Остается прокомментировать некоторые реалии.

Царя игральный офицер: Участие в экспедициях давало Лермонтову возможность производства. Россильон был прав, говоря, что он был храбр напоказ: ему требовалось заслужить отставку. Но Николаю Павловичу Лермонтов в столицах был не нужен, и он вычеркивал его из всех списков представленных к наградам и чинам, а отставки не давал. В 1841 году он приказал вообще не отпускать Лермонтова из полка. При этом известно[488], что Тенгинский полк предназначался царем для обороны линии русских крепостей, которые противник, восставший по всей Чечне, уже начал брать одну за другой. Через год от полка осталась треть. То есть царь посылал Лермонтова на весьма вероятную гибель.

И он, коронный он гусар: В 1837 году Лермонтов был сослан в Нижегородский драгунский полк на Кавказ, но на фронте не был; его все время переводили с места на место и в итоге очень быстро вернули – сначала в Гродненский гусарский полк, а оттуда опять в Петербург, в лейб-гусары. Тогда же он был произведен в поручики (у Генделева «старлей»). Заскучав вскоре по неформальной и живой кавказской службе, Лермонтов стал проситься назад на Кавказ – но царь ему отказал: должно быть, пока еще не решился его уничтожить. Только после скандала с де Барантом Лермонтов был опять переведен на Кавказ, очевидно, как неисправимый – в обреченный Тенгинский пехотный полк, в мушкетеры.

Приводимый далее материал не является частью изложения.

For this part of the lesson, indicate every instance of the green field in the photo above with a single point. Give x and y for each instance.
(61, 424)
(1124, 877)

Тем самым появляется возможность осмыслить его биографию в духе великого романа Дюма. Таким совершенно мушкетерским эпизодом кажется его знаменитая ссора сразу со всеми присутствующими. Сослуживец поэта Колюбакин

«рассказывал, что их собралось однажды четверо, отпросившихся у Вельяминова недели на две в Георгиевск, они наняли немецкую фуру и ехали в ней при оказии, то есть среди небольшой колонны, периодически ходившей из отряда в Георгиевск и обратно. В числе четверых находился и Лермонтов. Он сумел со всеми тремя своими попутчиками до того перессориться на дороге и каждого из них так оскорбить, что все трое ему сделали вызов, он должен был, наконец, вылезти из фургона и шел пешком до тех пор, пока не приискали ему казаки верховой лошади, которую он купил. В Георгиевске выбранные секунданты не нашли возможным допустить подобной дуэли – троих против одного, – считая ее за смертоубийство, и не без труда уладили дело примирением, впрочем, очень холодным»[489].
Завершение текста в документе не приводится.